Limitations & Future Work¶
- Limited review scope: Coverage is primarily restricted to computation-adjacent fields (ML/NLP/HCI); cognitive science, psychology, and science and technology studies (STS) are insufficiently represented.
- Temporal window: Coverage is mainly limited to 2019–2024, potentially omitting foundational earlier work.
- Lack of empirical validation: As a position paper, the proposed framework lacks experimental validation of its effectiveness.
- Insufficient treatment of value conflicts: Although value plurality and social choice theory are mentioned, the paper does not deeply discuss concrete mechanisms for resolving conflicts between the values of different groups.
- Unclear technical implementation pathways: While many research gaps are identified, the discussion of specific technical solutions remains relatively shallow.
Related Work & Insights¶
- Relation to traditional AI alignment research: Methods such as RLHF (Ouyang et al., 2022) and Constitutional AI (Bai et al., 2022) constitute a subset of the "AI → Human" direction within the proposed framework.
- Connection to HCI: The framework integrates HCI research on XAI, human-AI collaboration, and AI literacy under an alignment-oriented lens.
- Inspiration from social choice theory: Arrow's social choice theory can provide formal tools for aggregating pluralistic values.
- Connection to Scalable Oversight: The "Human → AI" direction directly speaks to the challenge of maintaining human oversight as AI systems scale.
Implications for future research: - Alignment systems capable of capturing implicit value signals are worth developing. - AI literacy education should become foundational infrastructure for alignment research. - Longitudinal research infrastructure is needed to track the long-term co-evolution of humans and AI.
Rating¶
- Novelty: ⭐⭐⭐⭐ — The concept of "bidirectional alignment" represents an important conceptual breakthrough, though no technical innovations are introduced given the position paper format.

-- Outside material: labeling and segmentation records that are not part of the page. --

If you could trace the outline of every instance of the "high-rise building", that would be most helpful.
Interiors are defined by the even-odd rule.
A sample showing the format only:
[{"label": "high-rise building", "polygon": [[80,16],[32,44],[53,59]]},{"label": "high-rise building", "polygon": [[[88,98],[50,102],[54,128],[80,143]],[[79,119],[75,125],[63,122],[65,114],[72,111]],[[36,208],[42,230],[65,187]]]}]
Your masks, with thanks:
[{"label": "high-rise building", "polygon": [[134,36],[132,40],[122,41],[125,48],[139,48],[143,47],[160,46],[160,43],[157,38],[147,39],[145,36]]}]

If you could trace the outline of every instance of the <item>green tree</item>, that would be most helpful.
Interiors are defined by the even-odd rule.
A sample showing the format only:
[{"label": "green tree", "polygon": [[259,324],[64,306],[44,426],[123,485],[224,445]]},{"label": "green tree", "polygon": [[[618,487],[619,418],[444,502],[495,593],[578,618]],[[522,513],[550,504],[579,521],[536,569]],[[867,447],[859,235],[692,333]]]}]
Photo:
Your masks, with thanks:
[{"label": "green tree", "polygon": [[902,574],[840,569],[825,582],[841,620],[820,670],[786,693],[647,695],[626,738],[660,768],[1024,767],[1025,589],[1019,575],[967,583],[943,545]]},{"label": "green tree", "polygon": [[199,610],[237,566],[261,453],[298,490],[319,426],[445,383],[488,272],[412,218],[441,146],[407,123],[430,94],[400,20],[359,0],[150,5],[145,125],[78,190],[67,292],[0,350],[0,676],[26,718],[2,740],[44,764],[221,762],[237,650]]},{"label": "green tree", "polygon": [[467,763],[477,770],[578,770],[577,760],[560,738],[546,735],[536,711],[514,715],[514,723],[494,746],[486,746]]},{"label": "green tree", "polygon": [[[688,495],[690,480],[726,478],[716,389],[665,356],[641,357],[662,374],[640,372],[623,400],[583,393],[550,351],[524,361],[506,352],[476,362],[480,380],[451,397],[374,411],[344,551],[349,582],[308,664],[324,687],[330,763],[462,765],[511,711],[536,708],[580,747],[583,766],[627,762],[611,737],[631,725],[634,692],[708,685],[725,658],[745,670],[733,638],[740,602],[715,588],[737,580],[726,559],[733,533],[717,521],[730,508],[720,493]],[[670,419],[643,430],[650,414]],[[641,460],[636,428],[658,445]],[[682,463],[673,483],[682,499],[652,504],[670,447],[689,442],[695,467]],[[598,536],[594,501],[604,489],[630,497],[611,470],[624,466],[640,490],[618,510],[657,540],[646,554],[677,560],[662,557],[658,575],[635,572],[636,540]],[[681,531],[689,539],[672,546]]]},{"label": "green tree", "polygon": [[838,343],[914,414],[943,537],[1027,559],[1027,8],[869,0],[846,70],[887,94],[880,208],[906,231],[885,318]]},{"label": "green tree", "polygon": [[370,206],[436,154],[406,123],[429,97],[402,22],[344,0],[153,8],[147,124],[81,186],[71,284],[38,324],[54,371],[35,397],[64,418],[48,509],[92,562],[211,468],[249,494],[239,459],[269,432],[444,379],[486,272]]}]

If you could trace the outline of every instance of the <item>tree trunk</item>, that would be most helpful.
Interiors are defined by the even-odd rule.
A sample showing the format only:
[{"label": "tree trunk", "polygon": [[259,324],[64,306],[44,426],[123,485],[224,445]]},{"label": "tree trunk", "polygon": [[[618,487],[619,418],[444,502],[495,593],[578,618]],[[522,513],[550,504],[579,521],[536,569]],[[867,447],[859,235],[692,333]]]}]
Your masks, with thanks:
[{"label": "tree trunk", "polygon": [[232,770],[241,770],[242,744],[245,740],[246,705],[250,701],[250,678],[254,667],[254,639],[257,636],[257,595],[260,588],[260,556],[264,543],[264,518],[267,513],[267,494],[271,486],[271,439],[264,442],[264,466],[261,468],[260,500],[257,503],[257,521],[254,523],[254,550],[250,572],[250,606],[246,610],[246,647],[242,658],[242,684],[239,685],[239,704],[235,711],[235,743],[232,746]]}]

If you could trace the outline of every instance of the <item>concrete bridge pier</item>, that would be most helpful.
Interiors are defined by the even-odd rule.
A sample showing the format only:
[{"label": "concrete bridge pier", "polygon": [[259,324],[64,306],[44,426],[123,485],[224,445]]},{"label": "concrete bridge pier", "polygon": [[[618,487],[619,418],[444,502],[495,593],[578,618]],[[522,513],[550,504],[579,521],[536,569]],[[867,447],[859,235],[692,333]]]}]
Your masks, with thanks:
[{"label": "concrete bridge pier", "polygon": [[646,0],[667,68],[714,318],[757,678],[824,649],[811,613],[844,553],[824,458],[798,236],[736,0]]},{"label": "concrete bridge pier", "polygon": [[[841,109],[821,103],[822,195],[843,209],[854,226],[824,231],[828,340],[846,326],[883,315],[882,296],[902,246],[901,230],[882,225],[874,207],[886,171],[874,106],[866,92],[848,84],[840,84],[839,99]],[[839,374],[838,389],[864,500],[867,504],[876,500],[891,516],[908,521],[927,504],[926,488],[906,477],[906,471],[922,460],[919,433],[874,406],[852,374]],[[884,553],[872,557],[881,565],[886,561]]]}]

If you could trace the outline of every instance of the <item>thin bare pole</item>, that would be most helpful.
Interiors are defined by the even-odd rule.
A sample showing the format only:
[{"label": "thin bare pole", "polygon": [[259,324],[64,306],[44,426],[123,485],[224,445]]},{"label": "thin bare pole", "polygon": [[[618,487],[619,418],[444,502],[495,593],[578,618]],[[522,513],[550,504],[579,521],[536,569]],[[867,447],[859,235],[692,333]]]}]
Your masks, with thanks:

- Experimental Thoroughness: ⭐⭐⭐⭐ — The systematic review of 400+ papers is highly rigorous, and the quantitative analysis effectively reveals research biases.
- Writing Quality: ⭐⭐⭐⭐⭐ — Clear structure, rigorous taxonomy, and excellent readability; exemplary as a survey paper.
- Value: ⭐⭐⭐⭐⭐ — Offers a novel conceptual framework and systematic roadmap for AI alignment research, with significant guiding value for the community.